La rupture conventionnelle peut s’avérer délicate dans certains cas particuliers d’arrêt maladie : troubles psychiques ou psychiatriques, maladies d’origine professionnelle ou incapacité physique ou mentale d’exercer. Selon son profil, le consentement de la personne peut être considéré comme vicié par la justice, requalifiant ainsi la rupture conventionnelle en licenciement abusif.
Le choix entre rupture conventionnelle ou licenciement dépend avant tout de la volonté des deux parties et de la situation médicale. La rupture conventionnelle exige un accord amiable et volontaire. En revanche, si le médecin du travail déclare le salarié inapte à son poste, ou si l'absence prolongée du collaborateur désorganise gravement l'entreprise au point d'imposer son remplacement définitif, c'est vers la procédure de licenciement qu'il faudra s'orienter.

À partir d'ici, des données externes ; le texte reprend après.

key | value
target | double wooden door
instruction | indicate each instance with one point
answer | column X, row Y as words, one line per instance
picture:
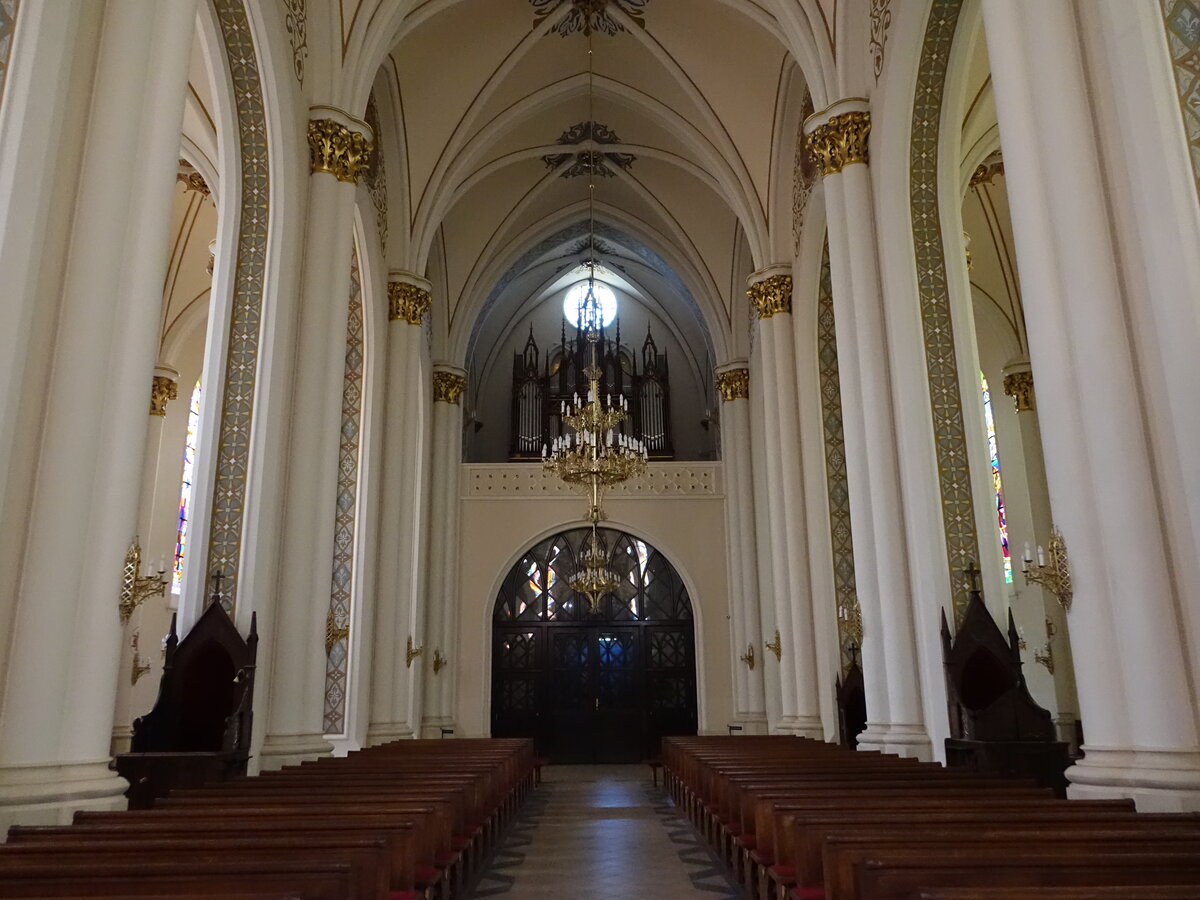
column 594, row 693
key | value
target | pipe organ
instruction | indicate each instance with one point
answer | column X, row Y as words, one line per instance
column 540, row 387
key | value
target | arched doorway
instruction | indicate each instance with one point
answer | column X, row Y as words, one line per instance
column 593, row 688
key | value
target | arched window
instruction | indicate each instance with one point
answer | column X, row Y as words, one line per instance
column 185, row 490
column 994, row 455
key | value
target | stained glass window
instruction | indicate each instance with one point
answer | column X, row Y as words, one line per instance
column 185, row 490
column 994, row 455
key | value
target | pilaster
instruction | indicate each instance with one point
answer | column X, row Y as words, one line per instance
column 339, row 147
column 838, row 138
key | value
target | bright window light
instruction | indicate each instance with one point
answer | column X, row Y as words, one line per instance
column 604, row 294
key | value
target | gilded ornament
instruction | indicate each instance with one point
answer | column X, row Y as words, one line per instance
column 335, row 633
column 985, row 172
column 162, row 390
column 448, row 387
column 407, row 301
column 733, row 384
column 1019, row 385
column 337, row 150
column 771, row 295
column 840, row 142
column 191, row 179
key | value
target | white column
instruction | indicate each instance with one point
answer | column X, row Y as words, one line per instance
column 895, row 723
column 1037, row 604
column 297, row 687
column 733, row 382
column 396, row 687
column 1135, row 693
column 771, row 291
column 60, row 679
column 443, row 600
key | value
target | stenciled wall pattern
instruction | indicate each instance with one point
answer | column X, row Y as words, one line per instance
column 850, row 617
column 241, row 359
column 1181, row 19
column 7, row 27
column 341, row 597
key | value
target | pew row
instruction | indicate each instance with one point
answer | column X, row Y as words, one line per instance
column 407, row 821
column 802, row 820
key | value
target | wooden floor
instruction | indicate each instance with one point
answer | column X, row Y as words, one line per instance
column 603, row 832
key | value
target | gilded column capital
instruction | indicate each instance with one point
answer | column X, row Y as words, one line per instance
column 840, row 142
column 771, row 295
column 162, row 390
column 336, row 149
column 1019, row 385
column 448, row 387
column 733, row 384
column 407, row 301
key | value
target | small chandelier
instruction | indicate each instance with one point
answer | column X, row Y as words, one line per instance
column 594, row 577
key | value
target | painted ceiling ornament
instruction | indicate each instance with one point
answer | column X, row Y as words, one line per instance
column 589, row 16
column 589, row 162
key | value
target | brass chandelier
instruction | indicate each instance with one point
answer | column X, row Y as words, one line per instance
column 594, row 453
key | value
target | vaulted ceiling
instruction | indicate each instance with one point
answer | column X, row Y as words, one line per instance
column 487, row 103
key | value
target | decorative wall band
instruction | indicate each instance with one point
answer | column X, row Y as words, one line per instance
column 733, row 384
column 7, row 27
column 1181, row 19
column 448, row 388
column 341, row 597
column 945, row 393
column 245, row 322
column 850, row 617
column 771, row 295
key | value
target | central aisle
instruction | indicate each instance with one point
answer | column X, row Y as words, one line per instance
column 601, row 832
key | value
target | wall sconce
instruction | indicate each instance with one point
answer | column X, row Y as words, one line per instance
column 775, row 647
column 137, row 587
column 412, row 653
column 748, row 657
column 1045, row 655
column 1054, row 577
column 139, row 666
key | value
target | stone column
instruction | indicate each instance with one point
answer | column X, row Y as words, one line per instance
column 157, row 474
column 396, row 685
column 1133, row 678
column 733, row 383
column 60, row 679
column 1041, row 606
column 837, row 137
column 442, row 603
column 339, row 147
column 771, row 292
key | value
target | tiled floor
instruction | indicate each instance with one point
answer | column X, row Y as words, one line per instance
column 603, row 832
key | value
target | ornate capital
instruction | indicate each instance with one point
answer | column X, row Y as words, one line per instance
column 162, row 390
column 407, row 301
column 840, row 142
column 771, row 295
column 337, row 150
column 733, row 384
column 448, row 387
column 1019, row 385
column 191, row 179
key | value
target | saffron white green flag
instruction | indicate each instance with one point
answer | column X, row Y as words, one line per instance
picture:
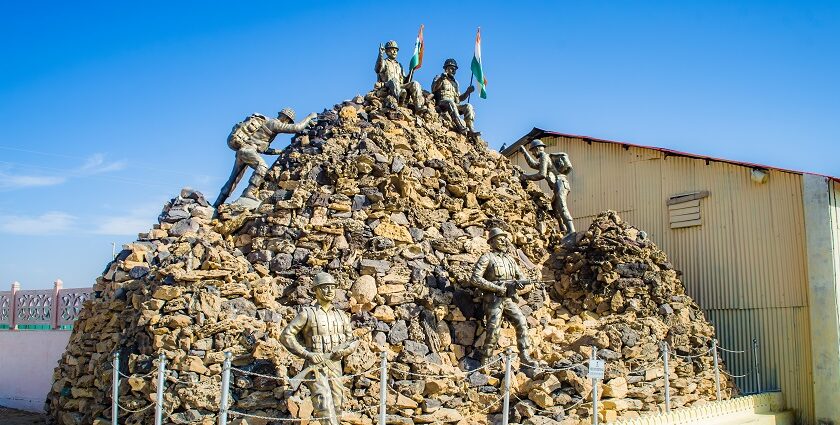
column 475, row 66
column 417, row 59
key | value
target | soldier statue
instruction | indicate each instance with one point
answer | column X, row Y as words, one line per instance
column 499, row 277
column 448, row 97
column 251, row 138
column 553, row 168
column 322, row 336
column 390, row 74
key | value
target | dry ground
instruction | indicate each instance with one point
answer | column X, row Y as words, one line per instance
column 19, row 417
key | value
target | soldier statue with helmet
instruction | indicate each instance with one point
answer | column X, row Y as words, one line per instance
column 553, row 168
column 390, row 74
column 322, row 336
column 500, row 279
column 250, row 139
column 448, row 97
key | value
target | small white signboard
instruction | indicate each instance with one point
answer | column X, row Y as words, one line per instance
column 596, row 369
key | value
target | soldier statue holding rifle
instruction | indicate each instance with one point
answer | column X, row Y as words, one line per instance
column 321, row 334
column 553, row 168
column 499, row 277
column 390, row 74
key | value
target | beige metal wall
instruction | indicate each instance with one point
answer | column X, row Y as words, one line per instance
column 745, row 265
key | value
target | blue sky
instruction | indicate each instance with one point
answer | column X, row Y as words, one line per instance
column 109, row 108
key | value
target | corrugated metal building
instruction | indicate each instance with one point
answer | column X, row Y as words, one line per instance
column 758, row 248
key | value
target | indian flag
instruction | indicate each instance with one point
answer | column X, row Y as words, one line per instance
column 417, row 59
column 475, row 66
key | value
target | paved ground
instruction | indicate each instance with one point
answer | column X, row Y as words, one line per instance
column 19, row 417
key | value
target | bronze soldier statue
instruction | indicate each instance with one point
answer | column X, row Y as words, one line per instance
column 251, row 138
column 322, row 336
column 553, row 168
column 449, row 97
column 390, row 74
column 497, row 275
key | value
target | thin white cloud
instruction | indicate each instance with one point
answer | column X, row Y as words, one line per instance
column 130, row 223
column 95, row 164
column 11, row 181
column 49, row 223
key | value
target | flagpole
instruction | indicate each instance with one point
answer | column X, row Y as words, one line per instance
column 471, row 77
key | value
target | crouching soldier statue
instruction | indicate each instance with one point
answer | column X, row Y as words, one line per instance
column 449, row 98
column 322, row 336
column 250, row 139
column 498, row 276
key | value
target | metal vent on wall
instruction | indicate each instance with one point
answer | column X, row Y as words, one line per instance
column 684, row 209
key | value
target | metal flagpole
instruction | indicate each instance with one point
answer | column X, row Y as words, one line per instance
column 506, row 404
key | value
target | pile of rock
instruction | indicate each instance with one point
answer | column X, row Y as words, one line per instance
column 396, row 206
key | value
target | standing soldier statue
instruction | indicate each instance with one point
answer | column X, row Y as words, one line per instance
column 553, row 168
column 249, row 139
column 499, row 277
column 449, row 98
column 322, row 336
column 390, row 74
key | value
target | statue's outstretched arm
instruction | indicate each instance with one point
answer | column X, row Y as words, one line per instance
column 289, row 336
column 528, row 158
column 480, row 282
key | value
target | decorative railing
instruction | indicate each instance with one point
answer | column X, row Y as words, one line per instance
column 55, row 308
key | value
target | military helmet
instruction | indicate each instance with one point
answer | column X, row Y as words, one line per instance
column 536, row 143
column 288, row 112
column 323, row 278
column 495, row 232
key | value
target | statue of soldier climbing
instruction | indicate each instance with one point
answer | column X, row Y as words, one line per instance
column 250, row 139
column 500, row 279
column 322, row 336
column 553, row 168
column 448, row 98
column 389, row 73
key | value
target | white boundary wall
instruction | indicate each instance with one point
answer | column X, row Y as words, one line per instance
column 27, row 360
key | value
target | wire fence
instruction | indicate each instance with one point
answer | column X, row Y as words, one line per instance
column 595, row 373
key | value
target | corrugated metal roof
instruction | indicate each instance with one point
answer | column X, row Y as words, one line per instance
column 536, row 133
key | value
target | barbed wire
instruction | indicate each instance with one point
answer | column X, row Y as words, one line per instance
column 734, row 376
column 281, row 378
column 551, row 369
column 135, row 411
column 315, row 418
column 455, row 374
column 645, row 367
column 692, row 356
column 135, row 375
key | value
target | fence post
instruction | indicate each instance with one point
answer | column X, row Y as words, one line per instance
column 383, row 387
column 115, row 389
column 755, row 365
column 717, row 370
column 56, row 308
column 159, row 402
column 667, row 377
column 225, row 389
column 594, row 356
column 13, row 312
column 506, row 403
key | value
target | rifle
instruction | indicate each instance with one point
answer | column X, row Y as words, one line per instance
column 511, row 286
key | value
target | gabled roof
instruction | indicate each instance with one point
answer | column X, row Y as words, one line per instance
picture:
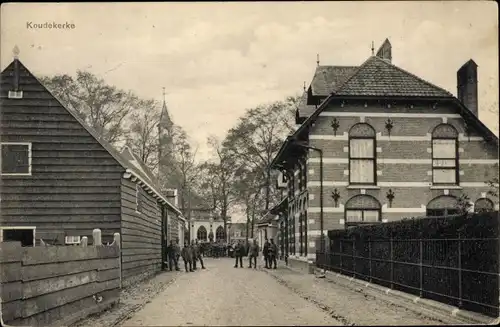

Lors de la remise du solde de tout compte, il est primordial de bien comprendre une fiche de paie pour s'assurer que toutes les sommes dues y figurent correctement. Étant donné la suspension du contrat liée à l'arrêt maladie, le dernier bulletin de salaire ne présentera pas de rémunération de base classique, mais devra détailler avec précision l'indemnité de rupture conventionnelle et l'indemnité compensatrice de congés payés.